Daha önce akılda kalıcılık puanı verilen görüntülerden oluşan bir veri tabanı kullanılarak, katılımcılardan yine görüntüleri “kısa” veya “uzun” olarak derecelendirmeleri istenmiştir. Son deneyde, deneklerden her bir görüntüye baktıkları süre kadar bir düğmeyi basılı tutmaları istendi. Ertesi gün, bir önceki gün gördükleri görüntüleri doğru bir şekilde seçip seçemediklerini görmek için sürpriz bir hatırlama testi için laboratuvara geri geldiler.
Daha akılda kalıcı görüntülerin de zamanı kısaltıcı bir etkisi oldu. Sadece bu da değil, katılımcıların zaman algısı da akılda kalan görüntülere bakarken daha doğru ve tepki süreleri daha hızlıydı.
Bir resme uzun süre baktıklarını hissetmeleri onu daha iyi hatırlattı
Katılımcıların en uzun süre baktıklarını hissettikleri görüntüler ertesi gün daha iyi hatırlandı; bu da dünyada ilk kez elde edilen bir bulgu olarak, bir kişiye bir şeye daha uzun süre baktığını hissettirmenin onu ezberleme becerisini gerçekten artırabileceği ihtimalini ortaya çıkarıyor.
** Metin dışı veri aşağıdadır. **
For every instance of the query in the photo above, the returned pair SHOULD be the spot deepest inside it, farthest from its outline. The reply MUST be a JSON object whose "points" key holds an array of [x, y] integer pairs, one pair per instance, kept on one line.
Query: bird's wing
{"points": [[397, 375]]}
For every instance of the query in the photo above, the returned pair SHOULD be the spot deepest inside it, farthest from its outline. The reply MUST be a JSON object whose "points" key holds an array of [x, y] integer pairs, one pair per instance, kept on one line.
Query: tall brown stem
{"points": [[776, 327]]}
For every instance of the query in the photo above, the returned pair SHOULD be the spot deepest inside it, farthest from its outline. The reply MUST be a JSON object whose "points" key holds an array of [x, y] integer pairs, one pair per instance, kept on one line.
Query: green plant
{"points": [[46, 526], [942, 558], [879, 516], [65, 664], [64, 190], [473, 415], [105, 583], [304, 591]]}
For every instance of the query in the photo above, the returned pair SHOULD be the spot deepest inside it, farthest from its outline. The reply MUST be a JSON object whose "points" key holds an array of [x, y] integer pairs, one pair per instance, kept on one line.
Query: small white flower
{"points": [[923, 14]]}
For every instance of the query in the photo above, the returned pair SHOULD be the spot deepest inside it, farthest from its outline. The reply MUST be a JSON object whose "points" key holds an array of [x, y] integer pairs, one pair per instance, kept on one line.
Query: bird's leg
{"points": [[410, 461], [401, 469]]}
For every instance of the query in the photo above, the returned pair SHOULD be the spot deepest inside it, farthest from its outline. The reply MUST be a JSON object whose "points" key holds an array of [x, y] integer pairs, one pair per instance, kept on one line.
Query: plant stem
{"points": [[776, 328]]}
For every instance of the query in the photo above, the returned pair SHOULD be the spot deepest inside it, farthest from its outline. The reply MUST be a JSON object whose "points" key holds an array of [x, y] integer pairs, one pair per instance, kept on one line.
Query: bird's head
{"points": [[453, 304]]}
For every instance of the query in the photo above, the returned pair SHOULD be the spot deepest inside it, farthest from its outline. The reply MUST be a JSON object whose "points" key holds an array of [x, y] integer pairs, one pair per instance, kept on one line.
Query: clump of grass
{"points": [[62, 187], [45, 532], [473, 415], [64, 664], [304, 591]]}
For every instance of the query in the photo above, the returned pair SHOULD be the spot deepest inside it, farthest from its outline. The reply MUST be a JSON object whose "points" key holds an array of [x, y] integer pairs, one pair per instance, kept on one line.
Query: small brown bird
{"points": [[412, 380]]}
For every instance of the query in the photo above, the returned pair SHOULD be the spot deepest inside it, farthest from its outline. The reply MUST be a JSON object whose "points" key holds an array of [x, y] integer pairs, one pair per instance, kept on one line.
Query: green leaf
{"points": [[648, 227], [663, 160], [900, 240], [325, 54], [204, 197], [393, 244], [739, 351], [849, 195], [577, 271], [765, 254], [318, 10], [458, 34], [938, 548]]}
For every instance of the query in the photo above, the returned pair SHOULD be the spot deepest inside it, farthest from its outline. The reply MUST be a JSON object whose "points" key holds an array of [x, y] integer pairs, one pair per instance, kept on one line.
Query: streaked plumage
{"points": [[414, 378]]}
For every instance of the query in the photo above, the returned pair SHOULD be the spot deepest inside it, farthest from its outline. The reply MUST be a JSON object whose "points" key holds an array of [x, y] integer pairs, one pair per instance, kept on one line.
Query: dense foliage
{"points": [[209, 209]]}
Dr. Wiener'e göre tüm bunların anlamı, zaman algısının beyinde duyusal katılımdan büyük ölçüde etkilenen oldukça temel bir işlev gibi göründüğüdür. Ekip daha fazla araştırmaya ihtiyaç olduğunu kabul etse de, bu durum “evrensel bir iç saat” fikrine meydan okuyor.
Bunun nedenine gelince, insanların çevreleri hakkında mümkün olduğunca fazla bilgi edinmelerine yardımcı olmak için evrimleşmiş olması mümkündür. Dr. Wiener, insan beyninin bir sahneye bakarken işlem süresinin sadece yaklaşık 1 saniye olduğunu açıkladı. Zaman genişlemesi, potansiyel olarak önemli bilgileri toplamak için daha fazla zaman vermek üzere beynin bu süreyi uzatmasına izin verebilir.
Bu aynı zamanda çok dağınık bir sahneyi gözlemlerken zamanın daraldığı algısına da uyabilir. İnsan görüşü dağınıklıkla başa çıkmakta pek başarılı değildir, dolayısıyla beynin bu gibi durumlarda bilgiyi ayırt etmek için zaman harcamak yerine enerji tasarrufu yapması mümkündür.
Araştırma, kendi zihnimizi daha iyi anlamamızın ötesinde önemli çıkarımlara sahip. Yapay zeka insan toplumunun içine giderek daha derin bir şekilde yerleşiyor, ancak insanlarla düzgün bir şekilde etkileşime girebilmesi için ona şu anda sahip olmadığı bir zaman kavramını aşılamanın bir yolunu bulmamız gerekecek.
Zaman algısı psikolojisinin daha iyi kavranması, zaman kavramını bozduğu bilinen şizofreni ve DEHB gibi rahatsızlıkları olan insanlara yardım etmede de faydalı olabilir.
Sonuç olarak, sonuçların çoğu şimdilik varsayım olarak kalmaktadır, ancak gelecekteki deneylerin neler ortaya çıkaracağını görmek büyüleyici olacaktır.